Na mesma ocasião, a ministra Anika Wells afirmou:
" Essa legislação apoia uma mídia diversa, o que beneficia todos os australianos.
Incentivo a acordos
A nova tributação, na prática, vai pressionar Meta, Google e outras gigantes a negociarem com veículos locais. Se uma companhia alcançar acordos com ao menos oito diferentes editoras, e sempre dentro do período contábil a ser reportado financeiramente pela plataforma, pode evitar a cobrança sobre a receita publicitária.
Os valores fechados nesses acordos são descontados do total devido. A legislação também impede que um acordo com uma única companhia compense mais de 25% do que é devido pela plataforma, limitando o direcionamento de recursos a um único gigante de mídia, por exemplo.
O mecanismo incentiva o fechamento de mais acordos e com veículos de menor porte. Para isso, os contratos com grandes editoras são contados como 150% do valor. Já aqueles com veículos de mídia de pequeno e médio porte são registrados a 200% na hora de fazer o acerto de contas.

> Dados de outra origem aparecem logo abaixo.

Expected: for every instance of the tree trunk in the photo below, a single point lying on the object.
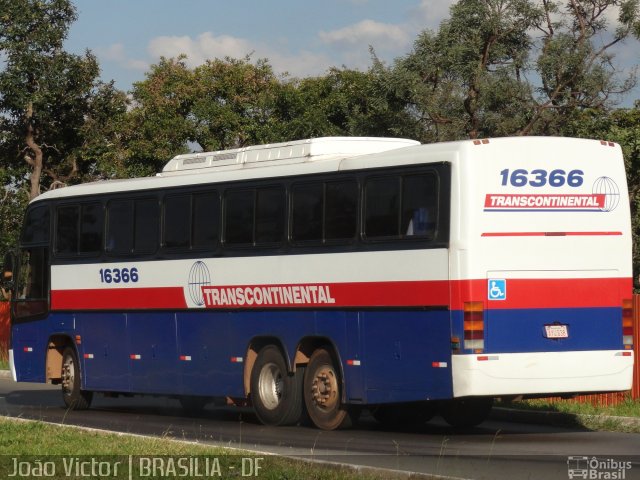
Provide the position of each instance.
(35, 159)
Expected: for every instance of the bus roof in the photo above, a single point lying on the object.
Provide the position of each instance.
(301, 157)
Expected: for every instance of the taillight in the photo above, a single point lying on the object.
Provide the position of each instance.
(627, 324)
(474, 326)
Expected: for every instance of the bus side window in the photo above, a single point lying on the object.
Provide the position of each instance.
(382, 207)
(419, 200)
(31, 287)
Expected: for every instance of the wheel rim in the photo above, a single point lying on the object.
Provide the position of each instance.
(324, 388)
(270, 386)
(68, 375)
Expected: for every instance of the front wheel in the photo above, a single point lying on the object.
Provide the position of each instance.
(276, 394)
(323, 393)
(74, 397)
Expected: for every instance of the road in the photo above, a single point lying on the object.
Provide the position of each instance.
(495, 450)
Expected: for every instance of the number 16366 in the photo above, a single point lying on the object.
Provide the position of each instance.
(119, 275)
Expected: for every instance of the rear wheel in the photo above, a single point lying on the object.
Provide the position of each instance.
(323, 393)
(74, 397)
(193, 405)
(276, 394)
(466, 412)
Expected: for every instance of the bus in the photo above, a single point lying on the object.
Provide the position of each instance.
(315, 279)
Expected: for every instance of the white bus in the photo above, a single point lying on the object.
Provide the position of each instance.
(335, 274)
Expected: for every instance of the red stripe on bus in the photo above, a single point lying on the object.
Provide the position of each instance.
(550, 234)
(520, 293)
(546, 293)
(118, 298)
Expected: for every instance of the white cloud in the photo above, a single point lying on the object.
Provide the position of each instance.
(116, 53)
(368, 32)
(430, 13)
(198, 50)
(209, 46)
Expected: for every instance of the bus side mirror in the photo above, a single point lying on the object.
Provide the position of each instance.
(6, 282)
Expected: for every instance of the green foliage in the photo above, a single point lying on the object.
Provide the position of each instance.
(52, 103)
(623, 127)
(472, 78)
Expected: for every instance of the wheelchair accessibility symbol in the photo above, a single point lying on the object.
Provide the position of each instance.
(497, 289)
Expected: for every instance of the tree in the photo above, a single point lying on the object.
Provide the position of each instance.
(351, 103)
(621, 126)
(46, 94)
(514, 67)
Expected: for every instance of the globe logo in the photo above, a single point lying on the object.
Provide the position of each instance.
(198, 276)
(607, 187)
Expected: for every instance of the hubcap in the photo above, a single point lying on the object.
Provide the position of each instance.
(325, 388)
(270, 386)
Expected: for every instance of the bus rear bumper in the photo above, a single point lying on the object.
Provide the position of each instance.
(541, 373)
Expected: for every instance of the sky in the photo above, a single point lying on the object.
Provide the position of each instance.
(302, 38)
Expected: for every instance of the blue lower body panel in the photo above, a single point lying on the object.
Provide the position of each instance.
(386, 356)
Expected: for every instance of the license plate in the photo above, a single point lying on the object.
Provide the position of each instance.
(556, 331)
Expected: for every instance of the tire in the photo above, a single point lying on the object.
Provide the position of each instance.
(276, 394)
(410, 414)
(323, 393)
(466, 412)
(74, 397)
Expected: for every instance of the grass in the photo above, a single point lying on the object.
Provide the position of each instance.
(586, 415)
(4, 357)
(32, 442)
(628, 408)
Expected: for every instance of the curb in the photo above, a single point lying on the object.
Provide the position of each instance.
(557, 418)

A nova legislação, no entanto, não se aplica às empresas de inteligência artificial (IA). Mulino, porém, disse no início deste mês que o governo vai tratar a IA separadamente, analisando como a ferramenta pode manipular ou usar conteúdo noticioso.
Ao anunciar a proposta, no fim do ano passado, o governo australiano deixou claro que o objetivo não é aumentar a arrecadação. Mulino, na ocasião, ressaltou que a medida visava estimular o fechamento de acordos entre as plataformas de tecnologia e os veículos de mídia.